Я поднялся, подошел к Тарис, тронул белую безвольную руку:
— Что показывают твои приборы?
Пальцы Зорона вновь запорхали над кнопками:
— Она жива, ваше превосходительство, и совершенно здорова. Если не считать потерю зрения.
— Тогда почему она все еще без движения?
Он лишь покачал головой:
— Я не знаю. Это честно.
Я вновь посмотрел в спокойное безмятежное лицо Тарис, на Зорона:
— Ты можешь хоть что-то сделать?
Он снова покачал головой:
— От меня больше ничего не зависит, ваше превосходительство.
Я больше не мог его видеть. Я подсунул руку под голову Тарис, другую — под колени. Она была легче Асурана. Невесомая, беспомощная. Я поправил полотенце которым она была укрыта, и направился к двери.
Ланцетник за моей спиной недоумевал:
— Куда вы, ваше превосходительство?
Я обернулся:
— Ты сам сказал, что больше ничего не можешь. И помни: ты ни шагу не ступишь без охраны.
Когда я вышел в коридор, охватило странное чувство, будто я был заперт в лаборатории несколько недель. Пруст вытянулся, увидев меня, коснулся плеча правой рукой. Я посмотрел на него:
— Передай мой приказ Абир-Тану — прекратить наступление на восток.

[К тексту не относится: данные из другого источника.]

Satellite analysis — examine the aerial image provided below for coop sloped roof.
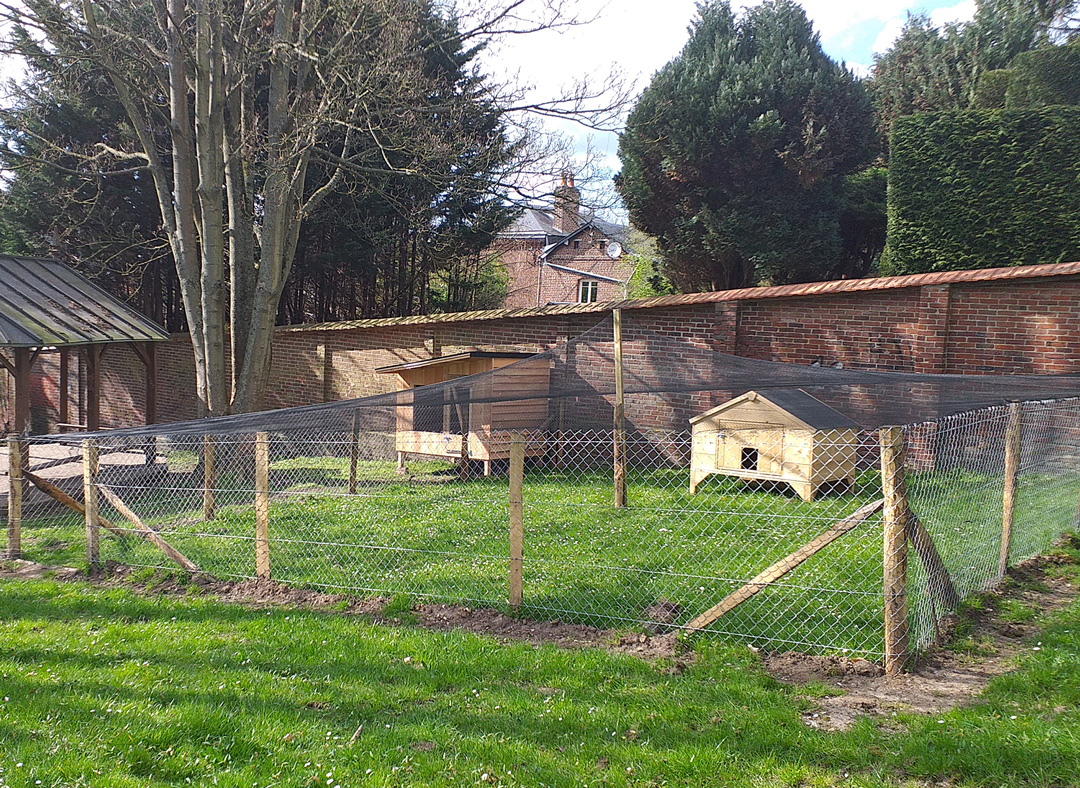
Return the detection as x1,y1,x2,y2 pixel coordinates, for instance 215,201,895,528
690,389,861,430
0,255,168,348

Ко мне никого не пускать.
— Будет сделано, ваше превосходительство!
— Иди.
Мальчишка тут же исчез. Я повернулся к солдатам у двери:
— Охранять Зорон-Ата, как пленника.
Асуран забил крыльями, когда я показался на пороге каюты. Перебирал ногами, тянул шею. Сорвался с насеста и опустился мне на плечо, впиваясь когтями. Он был единственным, к кому я был привязан.
Я осторожно уложил Тарис в кровать, опустился рядом. Укрыл одеялом. Мне казалось, она мерзнет. Она представлялась самым хрупким из всего, что я видел. Тоньше стекла, едва схватившейся корочки льда на озерной глади. Она была особенной. И, едва не потеряв, я будто отчетливо увидел это.
Перилл слетел с моего плеча на покрывало и зашагал, нелепо выбрасывая черные ноги. Он был грациозен только в воздухе. Ткнулся глянцевым клювом в безвольную руку Тарис, издал тихий клокочущий звук. Осторожно прикусил кончик тонкого пальца. Он узнал ее. Ластился, выпрашивая ласку, склонял голову, подставляя макушку, но ее рука оставалась недвижимой.
— Иди сюда.
Он послушался тут же. Я запустил пальцы в упругие черные перья, и птица закатила от удовольствия глаза. Я любил это ощущение. Шуршание перьев успокаивало. Но я устал. Так, что просто валился с ног. От ожидания и неизвестности.
Я прогнал птицу, наконец, разделся и опустился рядом с Тарис. Я боялся уснуть и обнаружить, проснувшись, что она не дышит. Я долго лежал в темноте, сжимая ее прохладную руку, прислушивался к едва различимому дыханию. Лишь дыхание. Она утратила свой запах. Навсегда утратила наир. Я снова и снова воображал эти пленительные волны, которые мутили разум. Внутри скребло. Если бы я мыслил холоднее — я бы нашел другое тело. Но сохранил Тарис.